- Petersenspitze Location within Austria

Highest point
- Elevation: 3,484 m (11,430 ft)
- Prominence: 60 m (200 ft)
- Parent peak: Hinterer Brochkogel
- Coordinates: 46°53′19″N 10°50′18″E﻿ / ﻿46.88861°N 10.83833°E

Geography
- Location: Tyrol, Austria
- Parent range: Ötztal Alps

Climbing
- First ascent: 28 Jul 1874 by Victor Hecht, Johann Pinggera, Josef Spechtenhauser, and Moritz von Dechy
- Easiest route: From the southeast from the Vernagthütte

= Petersenspitze =

The Petersenspitze is a peak in the Weisskamm group of the Ötztal Alps best known for its north face.
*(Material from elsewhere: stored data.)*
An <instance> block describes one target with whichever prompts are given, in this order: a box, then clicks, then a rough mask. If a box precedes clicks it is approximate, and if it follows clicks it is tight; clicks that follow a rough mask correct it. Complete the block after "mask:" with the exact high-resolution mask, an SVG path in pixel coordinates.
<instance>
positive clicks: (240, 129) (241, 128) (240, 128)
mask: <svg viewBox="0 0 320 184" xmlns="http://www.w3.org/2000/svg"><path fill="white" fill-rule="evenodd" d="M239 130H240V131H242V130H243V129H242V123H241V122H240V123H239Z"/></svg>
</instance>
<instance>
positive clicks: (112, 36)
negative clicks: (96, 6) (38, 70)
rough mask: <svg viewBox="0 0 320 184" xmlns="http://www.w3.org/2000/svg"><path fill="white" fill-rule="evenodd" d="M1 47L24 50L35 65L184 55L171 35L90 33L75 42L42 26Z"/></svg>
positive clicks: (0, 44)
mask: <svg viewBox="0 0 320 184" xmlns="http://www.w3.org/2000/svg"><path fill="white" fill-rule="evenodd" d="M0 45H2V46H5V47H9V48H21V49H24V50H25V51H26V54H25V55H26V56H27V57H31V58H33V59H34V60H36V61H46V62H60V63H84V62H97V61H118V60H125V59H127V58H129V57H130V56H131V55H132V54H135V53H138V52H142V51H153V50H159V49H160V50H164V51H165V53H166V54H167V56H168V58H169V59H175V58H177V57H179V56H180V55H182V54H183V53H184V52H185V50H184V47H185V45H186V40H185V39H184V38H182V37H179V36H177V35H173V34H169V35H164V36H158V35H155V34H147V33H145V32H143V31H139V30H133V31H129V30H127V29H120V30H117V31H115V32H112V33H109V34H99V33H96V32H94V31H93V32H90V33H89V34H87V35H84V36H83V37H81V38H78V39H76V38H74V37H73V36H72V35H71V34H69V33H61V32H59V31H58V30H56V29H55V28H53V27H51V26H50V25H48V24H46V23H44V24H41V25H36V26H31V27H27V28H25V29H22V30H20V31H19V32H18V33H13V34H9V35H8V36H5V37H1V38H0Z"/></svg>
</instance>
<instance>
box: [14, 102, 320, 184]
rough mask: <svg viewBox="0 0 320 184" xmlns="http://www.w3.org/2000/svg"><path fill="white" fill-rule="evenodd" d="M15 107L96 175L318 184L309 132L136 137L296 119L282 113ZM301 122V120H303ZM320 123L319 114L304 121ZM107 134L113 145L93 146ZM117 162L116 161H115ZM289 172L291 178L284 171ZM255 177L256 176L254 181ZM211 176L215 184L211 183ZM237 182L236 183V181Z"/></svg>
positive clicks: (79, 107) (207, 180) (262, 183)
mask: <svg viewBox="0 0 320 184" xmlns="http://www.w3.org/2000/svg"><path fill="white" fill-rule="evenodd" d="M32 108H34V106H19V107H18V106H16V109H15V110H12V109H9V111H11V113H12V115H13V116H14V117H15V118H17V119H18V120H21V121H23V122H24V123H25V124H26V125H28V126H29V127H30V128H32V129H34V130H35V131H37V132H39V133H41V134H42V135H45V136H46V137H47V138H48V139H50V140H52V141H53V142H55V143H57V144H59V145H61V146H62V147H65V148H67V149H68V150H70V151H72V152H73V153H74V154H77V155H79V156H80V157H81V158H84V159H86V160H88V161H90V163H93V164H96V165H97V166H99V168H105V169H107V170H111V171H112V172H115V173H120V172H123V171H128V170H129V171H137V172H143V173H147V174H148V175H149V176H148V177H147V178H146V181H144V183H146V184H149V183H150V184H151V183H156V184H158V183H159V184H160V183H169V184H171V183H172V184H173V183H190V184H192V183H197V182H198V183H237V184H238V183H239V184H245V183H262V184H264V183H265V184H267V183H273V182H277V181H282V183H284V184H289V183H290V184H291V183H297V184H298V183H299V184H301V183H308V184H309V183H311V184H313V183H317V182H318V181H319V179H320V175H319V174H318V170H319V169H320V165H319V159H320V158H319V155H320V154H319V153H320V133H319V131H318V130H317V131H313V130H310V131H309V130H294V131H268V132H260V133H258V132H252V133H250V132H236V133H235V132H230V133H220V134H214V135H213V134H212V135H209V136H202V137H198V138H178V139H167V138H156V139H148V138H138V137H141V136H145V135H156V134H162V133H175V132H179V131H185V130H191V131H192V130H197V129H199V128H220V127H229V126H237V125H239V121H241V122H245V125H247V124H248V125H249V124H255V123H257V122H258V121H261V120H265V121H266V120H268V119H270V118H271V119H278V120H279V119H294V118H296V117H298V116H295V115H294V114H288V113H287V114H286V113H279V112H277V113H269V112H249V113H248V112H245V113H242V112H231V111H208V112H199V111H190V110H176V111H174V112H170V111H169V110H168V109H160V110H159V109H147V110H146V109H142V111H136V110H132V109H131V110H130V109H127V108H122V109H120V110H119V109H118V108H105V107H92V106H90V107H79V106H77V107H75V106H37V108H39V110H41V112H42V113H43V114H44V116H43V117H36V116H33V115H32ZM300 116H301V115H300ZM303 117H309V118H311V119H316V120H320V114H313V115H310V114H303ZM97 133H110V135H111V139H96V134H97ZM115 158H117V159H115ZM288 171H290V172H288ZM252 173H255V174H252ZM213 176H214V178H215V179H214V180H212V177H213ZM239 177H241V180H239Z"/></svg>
In combination with the north faces of the Taschachwand and the Hinterer Brochkogel it forms the challenging Ötztaler Eisexpress route to the Wildspitze. Petersenspitze is named after Theodor Petersen, who had many first ascents in the Ötztal Alps in between 1871 and 1893, including those of Texelspitze, Roteck, Rofelewand, Hinterer Brunnenkogel, Bliggspitze, Hintereisspitzen, Verpeilspitze, Schwabenkopf, and Rostizkogel.